There are limitations of this study. First, we miscalculated the needed study sites for rapid patient recruitment as shown by Bang et al for gastric cancer. Therefore, the study had to be closed prematurely. Second, erroneous we did not perform FISH for IHC +3 HER2 expressing tumours prospectively. Relying on the data found for breast, colon and biliary cancer we assumed HER2 amplification in +3 HER2 expressing tumours. Third, there was no control group comparing anti-HER2 treatment with conventional chemotherapy because the study was designed as a two-step phase II study. This way testing chemotherapy regiments with only a few study sites does not fit for biomarker-guided trials studying targeted therapy applicable to 10–20% of patients.

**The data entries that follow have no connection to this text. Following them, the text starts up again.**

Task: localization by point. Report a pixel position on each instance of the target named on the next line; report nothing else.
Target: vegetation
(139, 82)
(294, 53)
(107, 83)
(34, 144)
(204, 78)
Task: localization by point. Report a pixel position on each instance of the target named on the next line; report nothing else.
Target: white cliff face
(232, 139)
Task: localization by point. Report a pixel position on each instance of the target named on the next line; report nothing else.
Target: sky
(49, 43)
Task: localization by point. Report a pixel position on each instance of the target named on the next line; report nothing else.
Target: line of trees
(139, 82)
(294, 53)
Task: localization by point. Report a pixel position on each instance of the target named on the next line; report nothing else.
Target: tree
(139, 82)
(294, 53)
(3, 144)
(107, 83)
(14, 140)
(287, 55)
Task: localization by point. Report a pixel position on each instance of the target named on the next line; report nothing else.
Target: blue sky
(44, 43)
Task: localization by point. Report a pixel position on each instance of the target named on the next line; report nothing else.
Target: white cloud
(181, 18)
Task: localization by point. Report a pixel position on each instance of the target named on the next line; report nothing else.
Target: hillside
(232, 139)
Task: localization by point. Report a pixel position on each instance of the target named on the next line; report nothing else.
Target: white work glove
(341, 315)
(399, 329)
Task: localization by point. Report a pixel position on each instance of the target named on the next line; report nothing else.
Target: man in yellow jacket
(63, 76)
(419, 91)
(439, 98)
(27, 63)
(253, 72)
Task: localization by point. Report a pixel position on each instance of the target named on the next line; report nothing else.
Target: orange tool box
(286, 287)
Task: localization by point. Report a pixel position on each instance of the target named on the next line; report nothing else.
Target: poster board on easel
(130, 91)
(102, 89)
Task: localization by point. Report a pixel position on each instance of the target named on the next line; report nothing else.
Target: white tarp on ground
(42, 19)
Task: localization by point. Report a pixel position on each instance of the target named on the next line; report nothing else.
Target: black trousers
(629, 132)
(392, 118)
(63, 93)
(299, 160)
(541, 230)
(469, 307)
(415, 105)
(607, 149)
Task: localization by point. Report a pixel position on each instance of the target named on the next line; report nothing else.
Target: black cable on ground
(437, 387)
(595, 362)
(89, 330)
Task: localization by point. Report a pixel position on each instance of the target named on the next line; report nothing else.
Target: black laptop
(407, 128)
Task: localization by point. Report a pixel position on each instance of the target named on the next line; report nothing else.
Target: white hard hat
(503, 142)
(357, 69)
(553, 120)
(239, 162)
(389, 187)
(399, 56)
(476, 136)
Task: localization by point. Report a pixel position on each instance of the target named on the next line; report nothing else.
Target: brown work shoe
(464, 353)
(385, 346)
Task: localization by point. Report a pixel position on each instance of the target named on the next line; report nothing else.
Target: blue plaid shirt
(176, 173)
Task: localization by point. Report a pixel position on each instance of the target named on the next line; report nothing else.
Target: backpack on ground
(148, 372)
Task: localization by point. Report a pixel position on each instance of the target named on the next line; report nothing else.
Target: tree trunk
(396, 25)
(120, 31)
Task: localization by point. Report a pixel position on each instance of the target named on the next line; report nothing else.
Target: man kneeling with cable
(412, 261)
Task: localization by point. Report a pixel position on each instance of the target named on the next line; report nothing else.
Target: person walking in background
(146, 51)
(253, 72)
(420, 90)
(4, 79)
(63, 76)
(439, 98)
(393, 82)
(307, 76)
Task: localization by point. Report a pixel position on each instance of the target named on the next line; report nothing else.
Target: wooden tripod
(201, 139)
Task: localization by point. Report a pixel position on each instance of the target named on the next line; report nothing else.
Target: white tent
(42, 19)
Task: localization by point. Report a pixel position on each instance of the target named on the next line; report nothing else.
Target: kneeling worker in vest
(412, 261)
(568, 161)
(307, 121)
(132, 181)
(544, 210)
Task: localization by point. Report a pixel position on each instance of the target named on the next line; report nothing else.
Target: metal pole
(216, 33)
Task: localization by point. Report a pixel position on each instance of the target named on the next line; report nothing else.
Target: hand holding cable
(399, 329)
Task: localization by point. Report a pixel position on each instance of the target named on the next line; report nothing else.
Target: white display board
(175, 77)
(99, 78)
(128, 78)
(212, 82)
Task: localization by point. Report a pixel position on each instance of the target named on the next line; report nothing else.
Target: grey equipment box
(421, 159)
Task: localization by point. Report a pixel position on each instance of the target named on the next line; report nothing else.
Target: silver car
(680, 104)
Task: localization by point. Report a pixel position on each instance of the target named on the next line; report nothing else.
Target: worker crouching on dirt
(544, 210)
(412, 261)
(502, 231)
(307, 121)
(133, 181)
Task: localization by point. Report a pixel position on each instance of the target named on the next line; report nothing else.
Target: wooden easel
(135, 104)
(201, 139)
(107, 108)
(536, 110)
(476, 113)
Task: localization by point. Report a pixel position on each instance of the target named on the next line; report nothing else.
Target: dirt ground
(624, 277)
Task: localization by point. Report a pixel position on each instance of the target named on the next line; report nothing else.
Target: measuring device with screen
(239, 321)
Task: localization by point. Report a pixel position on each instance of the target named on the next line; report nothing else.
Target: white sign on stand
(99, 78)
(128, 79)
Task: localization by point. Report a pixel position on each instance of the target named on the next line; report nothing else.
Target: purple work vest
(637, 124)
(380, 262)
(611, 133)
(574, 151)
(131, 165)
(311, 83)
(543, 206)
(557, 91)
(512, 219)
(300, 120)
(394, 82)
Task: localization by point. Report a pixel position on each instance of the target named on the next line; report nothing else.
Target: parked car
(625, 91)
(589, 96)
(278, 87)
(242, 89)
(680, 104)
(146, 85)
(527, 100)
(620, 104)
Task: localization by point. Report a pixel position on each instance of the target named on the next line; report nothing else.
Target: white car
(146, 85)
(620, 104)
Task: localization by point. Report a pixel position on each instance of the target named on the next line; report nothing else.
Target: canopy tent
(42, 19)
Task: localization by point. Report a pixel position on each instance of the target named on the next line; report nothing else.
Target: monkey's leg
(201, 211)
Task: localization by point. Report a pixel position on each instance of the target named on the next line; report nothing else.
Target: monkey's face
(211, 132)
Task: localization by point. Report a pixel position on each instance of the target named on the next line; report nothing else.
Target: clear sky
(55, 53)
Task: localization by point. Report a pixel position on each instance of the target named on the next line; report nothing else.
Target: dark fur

Despite these limitations, we can conclude that IHC +2 and +3 HER2 expression is present in about 25% but HER2 gene amplification in only 4% of patients with pancreatic cancer. Even in patients with HER2 amplifying tumours, the combination chemotherapy with trastuzumab and capecitabine does not result in improved PFS and OS compared with historical gemcitabine or capecitabine alone. According to these results we do not recommend further evaluation of anti-HER2 treatment in patients with metastatic pancreatic cancer.